Poker often requires players to say their betting actions loudly to the hearing of everyone at the table. However, you can also use non-verbal cues to communicate your bets.
For example, you could tap the table to check or slide your cards face-down to the dealer to indicate a fold. Furthermore, slide your chips forward to the dealer whenever you raise or call to define the amount.
Blinds and Antes
Popular Poker alternatives such as Texas Hold'em and Omaha Hi typically feature small and big blind bets that players must make before a dealer hands each player their cards for the first betting round. Stud poker games also feature ante bets that precede the first dealing and betting rounds.
In games requiring blind bets, the small blind is usually half the big blind's price. You'll often find the prices for these bets on the game's listings. Also, several Poker titles feature minimum bets for each round, equalling the big blind.
Poker Betting Rounds
- Round 1: Card Shuffling and Dealing: A Poker game begins with the dealer shuffling the card deck and dealing two cards to each player. However, in Texas Hold'em, the player on the dealer's left-hand side bets the small blind, while the opponent on the small blind's left-hand side bets the big blind. The dealer starts shuffling and dealing after these bets.

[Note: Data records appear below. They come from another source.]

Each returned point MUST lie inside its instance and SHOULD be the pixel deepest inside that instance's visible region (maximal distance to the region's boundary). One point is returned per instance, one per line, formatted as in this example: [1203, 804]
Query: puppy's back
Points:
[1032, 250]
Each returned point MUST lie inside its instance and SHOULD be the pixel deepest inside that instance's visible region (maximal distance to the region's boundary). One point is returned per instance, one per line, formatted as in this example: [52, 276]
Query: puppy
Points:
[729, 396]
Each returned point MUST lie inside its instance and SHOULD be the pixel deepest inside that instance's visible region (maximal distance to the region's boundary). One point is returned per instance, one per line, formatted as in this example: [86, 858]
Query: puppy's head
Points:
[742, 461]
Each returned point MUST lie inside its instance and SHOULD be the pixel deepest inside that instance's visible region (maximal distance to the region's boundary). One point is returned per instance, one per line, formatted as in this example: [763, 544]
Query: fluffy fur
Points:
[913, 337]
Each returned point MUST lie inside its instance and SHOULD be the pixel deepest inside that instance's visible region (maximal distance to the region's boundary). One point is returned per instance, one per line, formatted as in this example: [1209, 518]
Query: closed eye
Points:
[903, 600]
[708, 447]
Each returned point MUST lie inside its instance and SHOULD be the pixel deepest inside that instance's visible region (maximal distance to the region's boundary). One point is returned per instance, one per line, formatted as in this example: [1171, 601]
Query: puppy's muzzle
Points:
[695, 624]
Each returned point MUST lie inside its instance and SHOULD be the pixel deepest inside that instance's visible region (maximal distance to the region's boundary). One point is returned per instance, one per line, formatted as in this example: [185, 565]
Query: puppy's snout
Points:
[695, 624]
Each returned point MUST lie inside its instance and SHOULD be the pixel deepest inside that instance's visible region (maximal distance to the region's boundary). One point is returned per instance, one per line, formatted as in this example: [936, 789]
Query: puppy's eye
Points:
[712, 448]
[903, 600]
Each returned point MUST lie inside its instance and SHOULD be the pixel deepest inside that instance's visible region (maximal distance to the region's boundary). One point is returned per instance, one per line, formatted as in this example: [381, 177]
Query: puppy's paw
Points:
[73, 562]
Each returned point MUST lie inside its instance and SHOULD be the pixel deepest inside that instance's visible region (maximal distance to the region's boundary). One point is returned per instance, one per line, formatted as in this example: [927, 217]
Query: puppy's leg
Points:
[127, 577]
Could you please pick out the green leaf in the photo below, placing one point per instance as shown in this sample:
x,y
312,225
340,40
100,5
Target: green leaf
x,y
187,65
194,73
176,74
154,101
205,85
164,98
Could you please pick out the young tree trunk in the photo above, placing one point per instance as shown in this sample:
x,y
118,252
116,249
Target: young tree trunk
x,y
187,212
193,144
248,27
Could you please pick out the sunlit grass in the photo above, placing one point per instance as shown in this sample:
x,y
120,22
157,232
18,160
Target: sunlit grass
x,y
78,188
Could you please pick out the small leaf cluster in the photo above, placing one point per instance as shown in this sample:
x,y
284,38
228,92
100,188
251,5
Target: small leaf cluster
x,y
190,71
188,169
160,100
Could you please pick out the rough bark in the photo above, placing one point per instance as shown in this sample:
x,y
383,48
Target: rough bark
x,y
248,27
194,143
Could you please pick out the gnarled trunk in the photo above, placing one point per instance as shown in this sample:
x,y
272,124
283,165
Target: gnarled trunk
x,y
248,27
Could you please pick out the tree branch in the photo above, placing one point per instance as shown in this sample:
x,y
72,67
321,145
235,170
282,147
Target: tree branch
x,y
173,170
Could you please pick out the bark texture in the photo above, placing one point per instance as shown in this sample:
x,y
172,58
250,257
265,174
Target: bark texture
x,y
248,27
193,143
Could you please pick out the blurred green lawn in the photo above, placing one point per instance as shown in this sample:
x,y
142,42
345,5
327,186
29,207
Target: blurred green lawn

- Round 2: The Pre-Flop: Betting begins after players have received their cards. They can either check, call, raise or fold. These actions are called the Pre-Flop in Poker gaming.
- Round 3: The Flop: Here, the dealer places three community cards on the Poker table. Bettors can combine these cards with their two-card hand to form their best hand. After dealing with the community cards, betting begins with the small blind player. If they've folded, the player left of the small blind kicks off betting.
- Round 4: The Turn: The Turn denotes a dealer adding another community card to the table. Afterward, players can commence a new betting round.
- Round 5: The River: The River is the final Poker betting round. The dealer also adds a fifth community card, and players decide if they've got a strong hand to continue till the showdown or fold. During the showdown, all players reveal their cards, and the individual with the best hand wins.
Poker has a code of conduct players must obey, even if they're not specifically stated.
Some essential poker etiquettes include:
- Don't play or bet when it's not your turn.
- Be specific with your bets. Don't try to confuse your opponents with your chip stack.
- Don't interfere or advise other players about what you'd do in their situation.
Poker is one of the most popular and competitive card games globally. However, like most games, beginners may seem confused sitting in front of a poker table and glancing at a poker hand for the first time.
Regardless, basic Poker rules are straightforward, and with practice, you can play most Poker types and score wins seamlessly.